Webster University Thailand (WUT) was an international campus of Webster University from Webster Groves, Missouri, US. The US-based non-profit university established its international campus in Thailand in 1999 with an undergraduate campus near the resort town of Hua Hin in the district of Cha-am, and additional graduate and undergraduate programs in Bangkok, Thailand. The facility in Thailand is one of several international campuses associated with Webster University. The campus officially closed on December 31, 2021.

==Undergraduate programs==
Webster University Thailand offers undergraduate degrees in:
- BA International Relations
- BA Management (General)
- BA Management: Emphasis in Human Resources Management
- BA Management: Emphasis in International Business
- BA Management: Emphasis in Marketing
- BA Psychology
- BS Business Administration
- BS Computer Science

==Graduate programs==
The university offers following graduate programs:

- Master of Business Administration (MBA)
- MA International Relations
- MA Teaching English as a Second Language (TESL)

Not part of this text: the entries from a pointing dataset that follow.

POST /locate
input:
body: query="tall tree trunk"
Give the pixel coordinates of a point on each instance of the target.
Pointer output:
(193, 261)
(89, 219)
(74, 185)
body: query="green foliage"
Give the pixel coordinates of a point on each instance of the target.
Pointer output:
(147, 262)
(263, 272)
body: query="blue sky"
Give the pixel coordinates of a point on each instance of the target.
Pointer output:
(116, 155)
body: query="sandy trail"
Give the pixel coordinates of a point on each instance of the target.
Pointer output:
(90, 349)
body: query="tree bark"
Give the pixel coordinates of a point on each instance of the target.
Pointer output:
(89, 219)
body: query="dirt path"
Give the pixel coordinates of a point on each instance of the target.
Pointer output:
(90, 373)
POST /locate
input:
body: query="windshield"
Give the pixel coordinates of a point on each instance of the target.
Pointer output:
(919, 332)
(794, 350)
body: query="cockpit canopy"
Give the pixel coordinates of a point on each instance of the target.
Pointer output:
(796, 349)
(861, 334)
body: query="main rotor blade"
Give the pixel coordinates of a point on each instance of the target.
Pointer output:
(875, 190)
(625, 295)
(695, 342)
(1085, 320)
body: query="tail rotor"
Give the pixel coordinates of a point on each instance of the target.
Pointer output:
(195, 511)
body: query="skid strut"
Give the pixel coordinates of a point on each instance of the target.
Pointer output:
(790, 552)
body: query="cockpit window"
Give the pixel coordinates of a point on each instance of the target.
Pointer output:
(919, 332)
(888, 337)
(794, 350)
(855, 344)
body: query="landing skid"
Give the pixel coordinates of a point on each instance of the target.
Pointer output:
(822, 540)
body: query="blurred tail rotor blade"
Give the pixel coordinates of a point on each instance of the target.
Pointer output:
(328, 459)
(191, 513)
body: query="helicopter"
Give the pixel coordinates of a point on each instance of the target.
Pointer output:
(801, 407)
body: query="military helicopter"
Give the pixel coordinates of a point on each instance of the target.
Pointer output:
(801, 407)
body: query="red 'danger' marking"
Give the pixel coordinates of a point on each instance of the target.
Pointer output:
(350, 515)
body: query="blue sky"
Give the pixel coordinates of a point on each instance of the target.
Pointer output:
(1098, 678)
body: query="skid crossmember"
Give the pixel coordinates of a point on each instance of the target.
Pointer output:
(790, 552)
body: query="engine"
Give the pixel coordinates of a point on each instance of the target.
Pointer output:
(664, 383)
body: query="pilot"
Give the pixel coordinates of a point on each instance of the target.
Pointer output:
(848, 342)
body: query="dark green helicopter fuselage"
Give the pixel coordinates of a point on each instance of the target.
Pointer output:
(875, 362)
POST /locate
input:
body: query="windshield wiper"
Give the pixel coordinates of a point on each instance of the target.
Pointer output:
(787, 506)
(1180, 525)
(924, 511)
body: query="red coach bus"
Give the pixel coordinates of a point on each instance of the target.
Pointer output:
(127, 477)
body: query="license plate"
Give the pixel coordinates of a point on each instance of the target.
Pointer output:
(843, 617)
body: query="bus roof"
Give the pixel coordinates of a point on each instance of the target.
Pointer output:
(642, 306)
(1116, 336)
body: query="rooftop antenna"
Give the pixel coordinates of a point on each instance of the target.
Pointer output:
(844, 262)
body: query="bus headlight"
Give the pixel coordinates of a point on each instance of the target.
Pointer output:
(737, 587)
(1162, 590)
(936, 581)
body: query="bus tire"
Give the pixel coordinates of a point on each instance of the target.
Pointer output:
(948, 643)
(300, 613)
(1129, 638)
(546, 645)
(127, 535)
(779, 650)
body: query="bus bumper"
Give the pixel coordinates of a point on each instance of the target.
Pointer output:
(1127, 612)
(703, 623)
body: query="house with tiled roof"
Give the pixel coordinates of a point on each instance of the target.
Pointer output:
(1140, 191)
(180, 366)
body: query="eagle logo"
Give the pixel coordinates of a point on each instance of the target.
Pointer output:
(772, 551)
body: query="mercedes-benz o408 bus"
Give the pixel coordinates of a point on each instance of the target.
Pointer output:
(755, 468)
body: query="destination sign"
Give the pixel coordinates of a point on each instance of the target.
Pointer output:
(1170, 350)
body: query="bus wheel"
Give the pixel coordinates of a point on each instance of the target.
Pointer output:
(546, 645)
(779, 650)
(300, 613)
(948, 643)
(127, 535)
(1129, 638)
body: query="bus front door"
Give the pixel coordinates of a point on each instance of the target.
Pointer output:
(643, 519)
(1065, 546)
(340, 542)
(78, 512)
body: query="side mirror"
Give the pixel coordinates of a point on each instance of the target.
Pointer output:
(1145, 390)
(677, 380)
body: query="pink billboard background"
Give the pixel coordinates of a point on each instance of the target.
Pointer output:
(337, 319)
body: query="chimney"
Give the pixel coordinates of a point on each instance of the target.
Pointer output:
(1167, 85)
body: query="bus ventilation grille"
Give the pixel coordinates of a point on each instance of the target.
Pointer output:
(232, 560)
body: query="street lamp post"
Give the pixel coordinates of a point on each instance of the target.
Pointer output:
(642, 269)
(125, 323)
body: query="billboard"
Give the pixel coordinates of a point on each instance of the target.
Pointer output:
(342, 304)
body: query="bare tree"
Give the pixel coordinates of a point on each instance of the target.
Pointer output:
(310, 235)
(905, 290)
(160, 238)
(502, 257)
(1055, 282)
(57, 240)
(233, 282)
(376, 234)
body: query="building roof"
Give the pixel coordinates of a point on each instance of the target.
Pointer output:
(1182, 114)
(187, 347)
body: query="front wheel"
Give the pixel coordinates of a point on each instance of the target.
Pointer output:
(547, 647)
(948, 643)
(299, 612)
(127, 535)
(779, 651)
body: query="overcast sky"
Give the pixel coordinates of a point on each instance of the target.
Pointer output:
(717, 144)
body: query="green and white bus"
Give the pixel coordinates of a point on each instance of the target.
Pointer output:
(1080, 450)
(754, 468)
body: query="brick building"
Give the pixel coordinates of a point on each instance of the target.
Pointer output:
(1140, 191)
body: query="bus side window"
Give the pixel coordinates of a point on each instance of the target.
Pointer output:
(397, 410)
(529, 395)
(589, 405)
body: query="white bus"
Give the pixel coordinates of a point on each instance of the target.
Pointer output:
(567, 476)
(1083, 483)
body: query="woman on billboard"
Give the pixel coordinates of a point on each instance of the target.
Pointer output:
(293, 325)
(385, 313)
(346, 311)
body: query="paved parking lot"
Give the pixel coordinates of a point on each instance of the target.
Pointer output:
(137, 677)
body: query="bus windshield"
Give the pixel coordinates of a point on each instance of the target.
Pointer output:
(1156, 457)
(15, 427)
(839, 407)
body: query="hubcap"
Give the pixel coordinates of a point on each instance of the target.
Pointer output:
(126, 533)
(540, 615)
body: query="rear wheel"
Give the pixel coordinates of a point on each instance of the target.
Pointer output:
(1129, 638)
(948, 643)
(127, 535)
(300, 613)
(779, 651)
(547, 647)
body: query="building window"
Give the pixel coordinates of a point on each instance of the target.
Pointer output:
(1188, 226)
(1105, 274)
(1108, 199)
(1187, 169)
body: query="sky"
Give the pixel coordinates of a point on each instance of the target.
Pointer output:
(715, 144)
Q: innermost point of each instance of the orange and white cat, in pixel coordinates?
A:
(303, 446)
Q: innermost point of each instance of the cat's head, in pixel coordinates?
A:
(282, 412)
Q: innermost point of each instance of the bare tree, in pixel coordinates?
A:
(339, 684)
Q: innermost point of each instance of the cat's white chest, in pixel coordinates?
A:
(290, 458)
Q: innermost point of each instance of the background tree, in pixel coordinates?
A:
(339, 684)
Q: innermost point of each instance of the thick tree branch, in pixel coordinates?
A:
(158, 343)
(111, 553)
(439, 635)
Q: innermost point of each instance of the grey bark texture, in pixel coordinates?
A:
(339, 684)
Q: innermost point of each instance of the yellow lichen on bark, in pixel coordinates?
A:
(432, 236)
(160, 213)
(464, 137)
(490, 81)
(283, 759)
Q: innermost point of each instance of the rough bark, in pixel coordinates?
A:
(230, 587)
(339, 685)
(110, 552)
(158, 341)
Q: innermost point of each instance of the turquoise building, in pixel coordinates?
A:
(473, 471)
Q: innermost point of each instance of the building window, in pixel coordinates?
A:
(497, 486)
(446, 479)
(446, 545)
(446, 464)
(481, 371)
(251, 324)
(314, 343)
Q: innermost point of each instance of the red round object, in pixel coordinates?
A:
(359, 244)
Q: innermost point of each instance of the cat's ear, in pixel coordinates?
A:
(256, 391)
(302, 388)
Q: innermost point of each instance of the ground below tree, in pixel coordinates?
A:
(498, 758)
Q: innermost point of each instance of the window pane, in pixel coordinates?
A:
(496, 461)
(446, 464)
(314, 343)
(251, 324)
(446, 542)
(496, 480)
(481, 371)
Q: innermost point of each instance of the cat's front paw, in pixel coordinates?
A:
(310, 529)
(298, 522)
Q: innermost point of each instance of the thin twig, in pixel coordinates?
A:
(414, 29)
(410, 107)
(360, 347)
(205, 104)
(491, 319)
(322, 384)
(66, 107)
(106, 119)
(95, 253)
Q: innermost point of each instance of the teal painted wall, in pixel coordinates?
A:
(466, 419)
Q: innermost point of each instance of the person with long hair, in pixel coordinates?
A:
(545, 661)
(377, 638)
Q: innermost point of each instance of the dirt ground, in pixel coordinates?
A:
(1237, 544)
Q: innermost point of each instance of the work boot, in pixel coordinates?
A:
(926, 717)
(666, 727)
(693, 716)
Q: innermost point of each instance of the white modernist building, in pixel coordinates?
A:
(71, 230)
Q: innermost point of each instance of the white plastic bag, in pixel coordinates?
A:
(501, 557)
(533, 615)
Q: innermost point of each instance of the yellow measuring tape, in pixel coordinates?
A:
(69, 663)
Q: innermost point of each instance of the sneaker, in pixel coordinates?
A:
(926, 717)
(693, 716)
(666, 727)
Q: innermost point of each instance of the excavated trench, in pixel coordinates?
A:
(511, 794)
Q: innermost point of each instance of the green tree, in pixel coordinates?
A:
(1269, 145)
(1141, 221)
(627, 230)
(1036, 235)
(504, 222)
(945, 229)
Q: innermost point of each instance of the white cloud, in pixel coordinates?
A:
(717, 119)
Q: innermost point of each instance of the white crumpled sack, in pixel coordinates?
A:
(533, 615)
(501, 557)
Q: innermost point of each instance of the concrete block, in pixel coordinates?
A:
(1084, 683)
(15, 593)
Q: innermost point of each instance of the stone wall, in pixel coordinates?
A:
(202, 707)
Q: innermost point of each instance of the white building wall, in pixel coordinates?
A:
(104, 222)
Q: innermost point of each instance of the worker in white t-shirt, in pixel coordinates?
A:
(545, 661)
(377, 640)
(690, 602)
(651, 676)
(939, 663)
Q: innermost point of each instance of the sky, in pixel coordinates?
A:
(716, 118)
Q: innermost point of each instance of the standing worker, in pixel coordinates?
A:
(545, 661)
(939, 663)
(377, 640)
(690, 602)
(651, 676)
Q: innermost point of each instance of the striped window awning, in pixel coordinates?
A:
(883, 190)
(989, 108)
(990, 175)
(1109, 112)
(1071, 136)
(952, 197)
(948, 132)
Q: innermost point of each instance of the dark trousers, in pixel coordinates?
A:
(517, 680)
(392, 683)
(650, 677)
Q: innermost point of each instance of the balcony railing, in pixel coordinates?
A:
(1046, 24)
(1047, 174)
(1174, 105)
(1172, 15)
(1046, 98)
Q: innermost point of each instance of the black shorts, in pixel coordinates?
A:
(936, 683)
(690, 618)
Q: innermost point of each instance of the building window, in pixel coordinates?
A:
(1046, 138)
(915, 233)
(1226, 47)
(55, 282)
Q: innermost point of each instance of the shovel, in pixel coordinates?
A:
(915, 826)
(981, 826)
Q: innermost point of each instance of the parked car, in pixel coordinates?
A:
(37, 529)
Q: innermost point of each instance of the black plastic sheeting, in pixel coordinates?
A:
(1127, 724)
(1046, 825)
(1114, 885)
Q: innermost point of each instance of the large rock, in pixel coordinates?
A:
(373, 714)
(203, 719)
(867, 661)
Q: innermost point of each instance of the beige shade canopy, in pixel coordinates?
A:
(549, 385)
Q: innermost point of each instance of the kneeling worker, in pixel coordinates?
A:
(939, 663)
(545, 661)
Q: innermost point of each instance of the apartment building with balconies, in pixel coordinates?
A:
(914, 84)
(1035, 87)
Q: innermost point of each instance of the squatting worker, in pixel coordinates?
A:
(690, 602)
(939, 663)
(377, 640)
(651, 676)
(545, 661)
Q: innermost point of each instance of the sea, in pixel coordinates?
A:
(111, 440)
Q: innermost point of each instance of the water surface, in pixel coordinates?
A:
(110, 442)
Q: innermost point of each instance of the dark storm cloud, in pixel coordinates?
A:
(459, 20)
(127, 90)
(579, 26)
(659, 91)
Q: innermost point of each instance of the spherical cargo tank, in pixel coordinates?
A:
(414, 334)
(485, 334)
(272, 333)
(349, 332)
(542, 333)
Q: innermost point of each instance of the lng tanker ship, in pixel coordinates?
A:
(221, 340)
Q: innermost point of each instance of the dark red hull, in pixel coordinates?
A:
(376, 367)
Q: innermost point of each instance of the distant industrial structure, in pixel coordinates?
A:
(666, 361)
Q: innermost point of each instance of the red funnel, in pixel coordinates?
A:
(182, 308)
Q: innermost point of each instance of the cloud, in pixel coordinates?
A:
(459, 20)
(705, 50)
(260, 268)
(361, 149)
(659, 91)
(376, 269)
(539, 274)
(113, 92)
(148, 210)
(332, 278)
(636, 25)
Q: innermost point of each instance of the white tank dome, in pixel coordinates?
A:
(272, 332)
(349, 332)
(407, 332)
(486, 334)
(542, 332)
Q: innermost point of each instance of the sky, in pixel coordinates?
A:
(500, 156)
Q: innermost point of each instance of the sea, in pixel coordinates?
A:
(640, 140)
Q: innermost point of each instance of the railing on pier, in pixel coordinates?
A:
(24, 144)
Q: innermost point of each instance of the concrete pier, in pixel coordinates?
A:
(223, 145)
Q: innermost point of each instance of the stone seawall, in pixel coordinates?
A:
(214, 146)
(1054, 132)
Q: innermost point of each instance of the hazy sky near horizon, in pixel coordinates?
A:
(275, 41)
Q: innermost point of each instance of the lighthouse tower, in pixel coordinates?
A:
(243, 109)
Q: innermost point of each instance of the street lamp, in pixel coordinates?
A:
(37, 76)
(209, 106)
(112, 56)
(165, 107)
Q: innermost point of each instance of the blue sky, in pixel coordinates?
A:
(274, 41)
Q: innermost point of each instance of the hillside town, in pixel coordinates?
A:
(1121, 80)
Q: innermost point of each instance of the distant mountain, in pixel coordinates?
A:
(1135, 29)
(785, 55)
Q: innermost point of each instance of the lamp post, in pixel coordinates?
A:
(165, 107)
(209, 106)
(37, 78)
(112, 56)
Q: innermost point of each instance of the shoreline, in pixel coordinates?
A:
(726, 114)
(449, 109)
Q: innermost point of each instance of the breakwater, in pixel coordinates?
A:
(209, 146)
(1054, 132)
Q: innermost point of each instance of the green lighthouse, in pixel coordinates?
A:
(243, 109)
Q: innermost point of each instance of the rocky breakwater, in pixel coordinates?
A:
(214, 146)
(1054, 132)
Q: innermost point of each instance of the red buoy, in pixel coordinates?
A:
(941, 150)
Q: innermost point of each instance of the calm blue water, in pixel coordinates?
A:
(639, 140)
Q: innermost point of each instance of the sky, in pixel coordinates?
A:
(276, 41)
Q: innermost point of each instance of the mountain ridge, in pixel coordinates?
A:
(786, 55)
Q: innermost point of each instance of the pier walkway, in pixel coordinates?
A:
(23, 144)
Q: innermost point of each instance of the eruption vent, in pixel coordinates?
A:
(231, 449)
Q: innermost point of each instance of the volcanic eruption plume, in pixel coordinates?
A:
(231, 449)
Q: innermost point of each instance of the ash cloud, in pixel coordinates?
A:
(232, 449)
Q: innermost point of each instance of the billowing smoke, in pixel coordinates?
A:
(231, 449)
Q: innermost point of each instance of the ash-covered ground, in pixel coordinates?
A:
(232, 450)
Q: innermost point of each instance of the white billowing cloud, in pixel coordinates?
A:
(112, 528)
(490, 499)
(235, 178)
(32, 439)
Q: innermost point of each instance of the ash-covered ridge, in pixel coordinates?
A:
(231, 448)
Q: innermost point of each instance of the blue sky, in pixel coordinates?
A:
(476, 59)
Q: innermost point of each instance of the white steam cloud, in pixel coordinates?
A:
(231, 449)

==Bangkok Academic Center==
In addition to the main campus in Cha-am, the university has offices and classroom facilities at the Bangkok Academic Center on the 4th floor of the EM Space of Empire Tower in Bangkok's business district, Sathorn. Master's degree (MBA, MA International Relations and MA TESL) and undergraduate programs available at the Bangkok location include Computer Science (BS), Management (BA) with an emphasis in international business and English as a second language (ESL).

==Faculty==
The university's teaching faculty, research professors, and adjunct professors come from over 60 nations across the globe.

==Webster worldwide==
Webster University in Thailand is part of the Webster University worldwide network of international campuses, students enrolled at the campus in Thailand have the option to study at any of the Webster campuses including the US, the United Kingdom, Switzerland, Netherlands, Austria, China, and Ghana.

The university has partnerships with universities worldwide including:
- Haute École de Bruxelles, through the Institut Supérieur de Traducteurs & Interprètes, Brussels, Belgium,
- Beijing Language and Culture University, China,
- Trier University (Universitat Trier), Germany,
- Webster-Florence at Kent State University-Florence, Italy,
- Obirin University, Tokyo, Japan,
- Kansai University, Osaka, Japan,
- International Horizons College (IHC), Dubai, UAE,
- The Universidad Autónoma de Guadalajara, Mexico,
- Oviedo or Uviéu (in Asturian), Spain

==Accreditation and awards==
Webster University is accredited by the Higher Learning Commission, which covers the university campus in Thailand. In addition, the campus in Thailand is accredited locally by Office of the Higher Education Commission Thailand (CHE). Webster University's School of Business and Technology is accredited by the Accreditation Council for Business Schools & Programs (ACBSP). In 2013, the Webster University Thailand campus was awarded the "Prime Minister's Business Excellence Award" and earned an "excellent" rating from Thailand's Office of National Education Standards and Quality Assessment.